A avaliação dos cursos de graduação está disciplinada no art. 4º da Lei do Sinaes, tendo por objetivo “identificar as condições de ensino oferecidas aos estudantes, em especial as relativas ao perfil do corpo docente, às instalações físicas e à organização didático-pedagógica”. A avaliação dos cursos gera o Conceito de Curso (CC), também numa escala de um a cinco, sendo insatisfatórios os conceitos um e dois. Ainda nesse quesito pode ser constatado que o CPC – Conceito Preliminar de Curso, na definição do Inep, não avalia os cursos em todas as suas dimensões. O CPC é gerado pelo Enade, que avalia somente o desempenho dos estudantes.

O Enade, segundo o art. 5º, é Exame Nacional de Desempenho dos Estudantes, tendo por objetivo aferir o “desempenho dos estudantes em relação aos conteúdos programáticos previstos nas diretrizes curriculares do respectivo curso de graduação, suas habilidades para ajustamento às exigências decorrentes da evolução do conhecimento e suas competências para compreender temas exteriores ao âmbito específico de sua profissão, ligados à realidade brasileira e mundial e a outras áreas do conhecimento”. Também nessa avaliação os conceitos variam de um a cinco, sendo insatisfatórios os conceitos inferiores a três.

Novamente, recorro à inteligência dos leitores para confrontar o conceito de avaliação de curso de graduação, pela Lei do Sinaes, e o que pretende avaliar o Enade. Além desse aspecto, o CPC não é um conceito criado por Lei.
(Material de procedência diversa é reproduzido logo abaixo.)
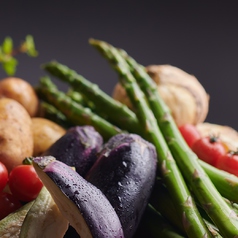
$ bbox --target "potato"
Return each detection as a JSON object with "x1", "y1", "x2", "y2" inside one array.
[
  {"x1": 0, "y1": 98, "x2": 33, "y2": 172},
  {"x1": 32, "y1": 117, "x2": 66, "y2": 156},
  {"x1": 0, "y1": 77, "x2": 39, "y2": 117}
]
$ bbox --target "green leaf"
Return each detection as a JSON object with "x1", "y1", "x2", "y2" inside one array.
[
  {"x1": 25, "y1": 35, "x2": 38, "y2": 57},
  {"x1": 2, "y1": 57, "x2": 18, "y2": 75},
  {"x1": 0, "y1": 35, "x2": 38, "y2": 75},
  {"x1": 2, "y1": 37, "x2": 13, "y2": 54}
]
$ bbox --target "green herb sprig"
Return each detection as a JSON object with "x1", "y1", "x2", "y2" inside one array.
[{"x1": 0, "y1": 35, "x2": 38, "y2": 75}]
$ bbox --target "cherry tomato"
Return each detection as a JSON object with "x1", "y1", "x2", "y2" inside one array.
[
  {"x1": 0, "y1": 192, "x2": 22, "y2": 220},
  {"x1": 216, "y1": 151, "x2": 238, "y2": 176},
  {"x1": 179, "y1": 124, "x2": 201, "y2": 148},
  {"x1": 8, "y1": 165, "x2": 43, "y2": 202},
  {"x1": 0, "y1": 162, "x2": 8, "y2": 192},
  {"x1": 192, "y1": 135, "x2": 226, "y2": 166}
]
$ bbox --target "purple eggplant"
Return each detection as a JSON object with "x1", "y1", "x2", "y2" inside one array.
[
  {"x1": 33, "y1": 156, "x2": 124, "y2": 238},
  {"x1": 42, "y1": 125, "x2": 103, "y2": 177},
  {"x1": 85, "y1": 133, "x2": 157, "y2": 238}
]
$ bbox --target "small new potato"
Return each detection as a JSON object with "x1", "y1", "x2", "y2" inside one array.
[
  {"x1": 0, "y1": 77, "x2": 39, "y2": 117},
  {"x1": 32, "y1": 117, "x2": 66, "y2": 156},
  {"x1": 0, "y1": 98, "x2": 34, "y2": 172}
]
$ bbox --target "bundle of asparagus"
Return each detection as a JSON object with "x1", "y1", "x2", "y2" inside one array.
[{"x1": 36, "y1": 40, "x2": 238, "y2": 237}]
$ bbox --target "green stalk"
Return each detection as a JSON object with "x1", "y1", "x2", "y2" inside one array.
[
  {"x1": 117, "y1": 47, "x2": 238, "y2": 237},
  {"x1": 199, "y1": 159, "x2": 238, "y2": 203},
  {"x1": 35, "y1": 77, "x2": 123, "y2": 140},
  {"x1": 150, "y1": 179, "x2": 222, "y2": 237},
  {"x1": 89, "y1": 38, "x2": 213, "y2": 238},
  {"x1": 42, "y1": 61, "x2": 142, "y2": 134},
  {"x1": 66, "y1": 89, "x2": 114, "y2": 122},
  {"x1": 66, "y1": 89, "x2": 85, "y2": 104},
  {"x1": 39, "y1": 101, "x2": 73, "y2": 129}
]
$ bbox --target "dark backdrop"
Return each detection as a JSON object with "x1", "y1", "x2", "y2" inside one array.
[{"x1": 1, "y1": 0, "x2": 238, "y2": 130}]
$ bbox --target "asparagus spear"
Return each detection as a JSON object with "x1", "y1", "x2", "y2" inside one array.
[
  {"x1": 39, "y1": 101, "x2": 73, "y2": 129},
  {"x1": 115, "y1": 45, "x2": 238, "y2": 237},
  {"x1": 35, "y1": 77, "x2": 123, "y2": 140},
  {"x1": 66, "y1": 89, "x2": 85, "y2": 104},
  {"x1": 150, "y1": 179, "x2": 222, "y2": 237},
  {"x1": 199, "y1": 159, "x2": 238, "y2": 202},
  {"x1": 89, "y1": 39, "x2": 212, "y2": 238},
  {"x1": 42, "y1": 61, "x2": 142, "y2": 134},
  {"x1": 66, "y1": 88, "x2": 103, "y2": 115}
]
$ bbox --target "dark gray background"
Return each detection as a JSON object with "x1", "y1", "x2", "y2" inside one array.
[{"x1": 1, "y1": 0, "x2": 238, "y2": 130}]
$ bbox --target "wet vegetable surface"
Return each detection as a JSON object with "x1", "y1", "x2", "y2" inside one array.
[
  {"x1": 86, "y1": 133, "x2": 157, "y2": 238},
  {"x1": 43, "y1": 125, "x2": 103, "y2": 177}
]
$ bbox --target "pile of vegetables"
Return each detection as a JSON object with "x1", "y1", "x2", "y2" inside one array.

Não tem, portanto, validade para substituir o CC – Conceito de Curso – instituído pela Lei do Sinaes.

Dilvo Ristoff e Jaime Giolo, quando ocupavam cargos de direção no Inep deixaram essa questão cristalinamente clara ao afirmarem, em artigo publicado na Revista Brasileira de Pós-Graduação (RBPG) que o Enade...

[...] por si só não tem implicações regulatórias, ou seja, o resultado do desempenho dos estudantes na prova não é considerado igual à qualidade do curso e, portanto, não é suficiente para reconhecer ou deixar de reconhecer um curso [...] O Enade é um dos instrumentos de avaliação e informação do Sinaes. Ele faz parte, portanto, de um sistema que busca avaliar cursos e instituições e que, para fazê-lo, utiliza-se, também, mas não só, das informações geradas pelos estudantes [...] O Enade não é, convém repetir, a avaliação do curso”.

(Revista Brasileira de Pós-Graduação, Brasília, v. 3, n. 6, p. 2008-2011, dez. 2006)

Dilvo Ristoff e Jaime Giolo têm autoridade para afirmar peremptoriamente que o Enade não é a avaliação de curso e, portanto, não pode gerar conceitos ou indicadores com essa finalidade, para substituir conceitos criados por Lei.

Dilvo Ristoff é doutor pela University of Southern California, tendo integrado a Conaes e o Comitê Assessor do Programa de Avaliação Institucional das Universidades Brasileiras, o Paiub, a primeira experiência séria de avaliação da educação superior brasileira. Foi, por mais de quatro anos, diretor de Avaliação da Educação Superior do Inep, tendo participado ativamente do processo de construção e implementação do Sinaes. Tem diversos livros, capítulos de livros e artigos publicados sobre a avaliação da educação superior. É profissional da confiança da presidência da República, tendo organizado e sido o primeiro reitor pro tempore da Universidade Federal da Fronteira Sul (UFFS), com atuação nos Estados do Paraná, Santa Catarina e Rio Grande do Sul.

Jaime Giolo é doutor pela USP, com pós-doutorado pela Unicamp. Foi coordenador geral de avaliação institucional e dos cursos de graduação do Inep. É também pessoa de confiança da presidência da República, exercendo o cargo de reitor pro tempore da Universidade Federal da Fronteira Sul.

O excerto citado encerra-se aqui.